Dickes Auto? Dann gibt es auch keine PKH!

von Carsten Krumm, veröffentlicht am 04.04.2016
Rechtsgebiete: PKHVerkehrsverwaltungsrechtVerkehrsrecht3|9157 Aufrufe

Mal eine ganz andere Ecke des Verkehrsrechts: Dem Betroffenen droht wegen psychischer Erkrankung der entzug der Fahrerlaubnis. Um sich dagegen zu wenden, möchte er PKH. "Schön und gut", meint der VGH München.
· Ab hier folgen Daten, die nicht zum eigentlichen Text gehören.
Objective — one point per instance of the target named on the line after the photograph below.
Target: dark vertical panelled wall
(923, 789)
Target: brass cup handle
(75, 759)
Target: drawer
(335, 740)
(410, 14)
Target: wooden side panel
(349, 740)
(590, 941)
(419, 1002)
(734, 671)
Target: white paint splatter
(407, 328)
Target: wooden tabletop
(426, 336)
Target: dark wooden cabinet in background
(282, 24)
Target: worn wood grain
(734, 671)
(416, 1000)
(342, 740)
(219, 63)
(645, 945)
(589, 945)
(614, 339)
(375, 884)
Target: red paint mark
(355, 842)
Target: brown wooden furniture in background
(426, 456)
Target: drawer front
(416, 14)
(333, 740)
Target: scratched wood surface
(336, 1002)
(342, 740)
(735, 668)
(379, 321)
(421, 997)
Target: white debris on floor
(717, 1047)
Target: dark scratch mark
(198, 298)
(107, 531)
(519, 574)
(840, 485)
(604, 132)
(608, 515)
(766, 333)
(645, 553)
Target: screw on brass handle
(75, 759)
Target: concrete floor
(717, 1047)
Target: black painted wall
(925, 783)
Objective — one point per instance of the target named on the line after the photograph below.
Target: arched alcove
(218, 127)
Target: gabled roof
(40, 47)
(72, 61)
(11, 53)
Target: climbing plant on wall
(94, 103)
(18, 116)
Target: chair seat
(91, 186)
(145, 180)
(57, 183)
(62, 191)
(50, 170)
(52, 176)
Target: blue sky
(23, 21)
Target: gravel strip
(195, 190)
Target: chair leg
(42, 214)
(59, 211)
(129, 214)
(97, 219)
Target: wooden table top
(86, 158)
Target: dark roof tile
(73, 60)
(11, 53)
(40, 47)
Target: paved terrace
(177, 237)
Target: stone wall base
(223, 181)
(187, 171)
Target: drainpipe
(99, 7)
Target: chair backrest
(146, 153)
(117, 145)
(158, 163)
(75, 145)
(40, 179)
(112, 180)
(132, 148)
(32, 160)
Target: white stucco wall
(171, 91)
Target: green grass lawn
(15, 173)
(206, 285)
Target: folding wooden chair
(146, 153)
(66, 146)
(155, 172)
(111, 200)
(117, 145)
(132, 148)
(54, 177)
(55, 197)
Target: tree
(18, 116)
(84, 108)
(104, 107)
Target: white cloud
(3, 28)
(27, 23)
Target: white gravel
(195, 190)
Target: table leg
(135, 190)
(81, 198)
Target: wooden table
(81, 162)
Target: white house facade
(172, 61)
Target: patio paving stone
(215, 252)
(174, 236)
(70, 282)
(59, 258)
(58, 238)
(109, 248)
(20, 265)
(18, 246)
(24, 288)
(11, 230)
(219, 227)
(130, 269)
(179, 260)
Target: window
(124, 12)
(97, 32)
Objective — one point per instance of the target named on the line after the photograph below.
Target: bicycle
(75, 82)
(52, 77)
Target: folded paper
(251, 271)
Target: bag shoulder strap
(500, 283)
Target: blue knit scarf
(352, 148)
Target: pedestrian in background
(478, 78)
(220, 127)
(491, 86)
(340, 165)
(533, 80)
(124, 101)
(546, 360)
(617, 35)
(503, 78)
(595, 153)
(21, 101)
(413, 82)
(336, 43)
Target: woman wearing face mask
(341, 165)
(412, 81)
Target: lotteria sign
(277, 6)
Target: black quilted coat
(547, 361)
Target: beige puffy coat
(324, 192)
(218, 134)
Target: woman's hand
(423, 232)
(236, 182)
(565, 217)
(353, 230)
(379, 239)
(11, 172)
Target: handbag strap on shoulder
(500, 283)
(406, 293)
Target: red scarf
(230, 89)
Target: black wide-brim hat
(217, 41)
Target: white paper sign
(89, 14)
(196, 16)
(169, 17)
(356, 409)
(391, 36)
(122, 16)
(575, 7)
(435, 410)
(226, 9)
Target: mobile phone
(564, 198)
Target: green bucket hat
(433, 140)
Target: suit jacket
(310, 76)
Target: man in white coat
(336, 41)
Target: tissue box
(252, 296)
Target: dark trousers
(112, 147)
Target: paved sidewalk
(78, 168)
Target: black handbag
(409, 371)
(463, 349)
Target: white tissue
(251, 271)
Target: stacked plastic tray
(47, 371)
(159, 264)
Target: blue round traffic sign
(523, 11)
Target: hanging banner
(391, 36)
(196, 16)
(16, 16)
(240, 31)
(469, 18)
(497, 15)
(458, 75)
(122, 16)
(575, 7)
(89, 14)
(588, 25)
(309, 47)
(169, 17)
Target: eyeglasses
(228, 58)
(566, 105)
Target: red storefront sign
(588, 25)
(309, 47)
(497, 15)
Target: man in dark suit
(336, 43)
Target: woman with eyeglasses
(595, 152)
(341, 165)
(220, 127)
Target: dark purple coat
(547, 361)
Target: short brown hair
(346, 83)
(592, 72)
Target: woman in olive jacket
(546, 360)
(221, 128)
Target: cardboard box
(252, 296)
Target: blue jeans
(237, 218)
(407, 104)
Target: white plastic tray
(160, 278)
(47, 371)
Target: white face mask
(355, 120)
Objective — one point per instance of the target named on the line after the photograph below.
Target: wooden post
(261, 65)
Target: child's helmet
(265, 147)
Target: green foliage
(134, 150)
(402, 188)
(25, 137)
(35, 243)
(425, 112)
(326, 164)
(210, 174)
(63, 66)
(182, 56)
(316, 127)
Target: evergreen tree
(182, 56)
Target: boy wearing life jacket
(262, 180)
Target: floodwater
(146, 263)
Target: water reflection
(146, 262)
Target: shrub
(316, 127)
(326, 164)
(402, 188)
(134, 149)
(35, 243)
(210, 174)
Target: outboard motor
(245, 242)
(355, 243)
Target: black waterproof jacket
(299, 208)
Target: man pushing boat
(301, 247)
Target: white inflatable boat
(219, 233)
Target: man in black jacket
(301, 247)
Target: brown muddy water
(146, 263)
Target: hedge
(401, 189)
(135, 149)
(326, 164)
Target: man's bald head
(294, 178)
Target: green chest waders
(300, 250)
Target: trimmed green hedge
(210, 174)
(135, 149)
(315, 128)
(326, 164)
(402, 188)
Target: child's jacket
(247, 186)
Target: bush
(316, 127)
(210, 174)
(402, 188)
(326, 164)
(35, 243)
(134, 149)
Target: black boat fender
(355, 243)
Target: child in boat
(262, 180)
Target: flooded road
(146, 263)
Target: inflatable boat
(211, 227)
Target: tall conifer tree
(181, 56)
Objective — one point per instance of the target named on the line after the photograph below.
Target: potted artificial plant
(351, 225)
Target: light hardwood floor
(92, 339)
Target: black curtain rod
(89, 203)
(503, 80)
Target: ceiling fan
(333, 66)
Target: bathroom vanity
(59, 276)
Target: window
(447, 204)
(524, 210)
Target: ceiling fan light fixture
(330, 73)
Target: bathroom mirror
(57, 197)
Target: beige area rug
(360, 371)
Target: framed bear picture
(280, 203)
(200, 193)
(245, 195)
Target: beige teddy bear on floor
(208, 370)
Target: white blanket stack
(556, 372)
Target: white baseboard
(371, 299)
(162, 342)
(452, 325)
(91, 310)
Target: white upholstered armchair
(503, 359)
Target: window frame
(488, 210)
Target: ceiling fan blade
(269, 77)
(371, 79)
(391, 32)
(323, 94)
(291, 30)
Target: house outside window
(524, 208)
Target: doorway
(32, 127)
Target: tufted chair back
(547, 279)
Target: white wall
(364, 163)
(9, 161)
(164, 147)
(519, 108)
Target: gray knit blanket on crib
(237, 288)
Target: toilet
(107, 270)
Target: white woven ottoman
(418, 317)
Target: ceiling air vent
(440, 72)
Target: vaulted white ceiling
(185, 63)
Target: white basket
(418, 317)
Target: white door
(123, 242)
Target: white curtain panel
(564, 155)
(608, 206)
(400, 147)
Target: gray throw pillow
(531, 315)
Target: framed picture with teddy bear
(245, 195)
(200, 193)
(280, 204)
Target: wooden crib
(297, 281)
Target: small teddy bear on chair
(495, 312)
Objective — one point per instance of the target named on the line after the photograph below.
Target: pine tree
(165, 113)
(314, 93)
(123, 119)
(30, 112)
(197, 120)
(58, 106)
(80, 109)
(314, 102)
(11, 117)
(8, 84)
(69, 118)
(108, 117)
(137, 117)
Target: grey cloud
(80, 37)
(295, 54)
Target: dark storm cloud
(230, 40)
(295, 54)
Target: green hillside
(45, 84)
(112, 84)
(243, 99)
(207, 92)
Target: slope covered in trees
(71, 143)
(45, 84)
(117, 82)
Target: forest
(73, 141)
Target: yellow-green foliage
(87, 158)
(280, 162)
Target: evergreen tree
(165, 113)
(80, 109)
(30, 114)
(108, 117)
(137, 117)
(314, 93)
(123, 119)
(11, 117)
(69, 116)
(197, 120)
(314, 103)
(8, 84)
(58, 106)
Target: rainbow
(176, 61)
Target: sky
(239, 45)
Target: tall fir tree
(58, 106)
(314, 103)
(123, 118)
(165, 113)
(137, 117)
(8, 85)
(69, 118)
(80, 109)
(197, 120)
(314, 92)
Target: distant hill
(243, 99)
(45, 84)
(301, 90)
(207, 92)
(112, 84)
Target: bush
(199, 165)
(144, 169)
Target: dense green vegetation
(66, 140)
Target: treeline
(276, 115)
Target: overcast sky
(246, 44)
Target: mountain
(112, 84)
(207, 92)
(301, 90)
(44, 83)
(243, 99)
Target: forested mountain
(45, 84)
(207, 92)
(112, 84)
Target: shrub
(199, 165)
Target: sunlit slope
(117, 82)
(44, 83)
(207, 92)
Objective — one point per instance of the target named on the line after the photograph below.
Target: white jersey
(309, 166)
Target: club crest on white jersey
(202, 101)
Der Betroffene soll dann aber die Prozesskosten selbst tragen. Er kann ja sein Auto verkaufen und sich kleiner setzen:

  Trotz der hinreichenden Erfolgsaussichten der Klage ist die Beschwerde gleichwohl zurückzuweisen, da der Kläger in der Lage ist, die Kosten der Prozessführung durch Einsatz seines Vermögens (§ 166 Abs. 1 Satz 1 VwGO i. V. m. § 115 Abs. 3 ZPO) aus eigenen Mitteln aufzubringen. Zum einzusetzenden Vermögen gehört grundsätzlich auch ein PKW, soweit nicht Anhaltspunkte für dessen Unverwertbarkeit (§ 90 Abs. 2 SGB XII) oder für die Unzumutbarkeit der Verwertung (§ 90 Abs. 3 SGB XII) vorliegen (vgl. BayVGH, B. v. 3.3.2011 - 5 C 11.254 - juris; OLG Hamm, B. v. 11.9.2013 - II-2 WF 145/13 - juris). Den vom Kläger erstinstanzlich vorgelegten Unterlagen ist zu entnehmen, dass er im September des Jahres 2013 ein Neufahrzeug BMW 320i für einen Kaufpreis von 35.000 Euro erworben hat, dessen Kilometerleistung er am 22. Januar 2015 mit ca. 12.000 angegeben hat. Dieses Fahrzeug dürfte derzeit noch einen Wert von ca. 20.900 Euro (ADAC, Gebrauchtwagenpreise 2015) bzw. 22.300 Euro (AutoScout24) haben. Eine genaue Ermittlung des Werts kann dahinstehen, denn mit einem Wert von 20.000 Euro oder mehr liegt das Fahrzeug jedenfalls weit oberhalb der Schonvermögensgrenze (vgl. hierzu BayVGH a. a. O. Rn. 3, OLG Hamm a. a. O. Rn. 21). Ebenfalls dahinstehen kann, ob der Kläger oder seine Ehefrau aus beruflichen Gründen auf ein Fahrzeug angewiesen ist, denn hierfür wäre die Beschaffung eines kleineren und günstigeren Ersatzfahrzeugs (ggf. gebraucht) möglich. Den durch eine Veräußerung erzielbaren Überschuss könnte der Kläger für die Kosten des Klageverfahrens einsetzen. Daher mangelt es an der wirtschaftlichen Bedürftigkeit für die Bewilligung von Prozesskostenhilfe.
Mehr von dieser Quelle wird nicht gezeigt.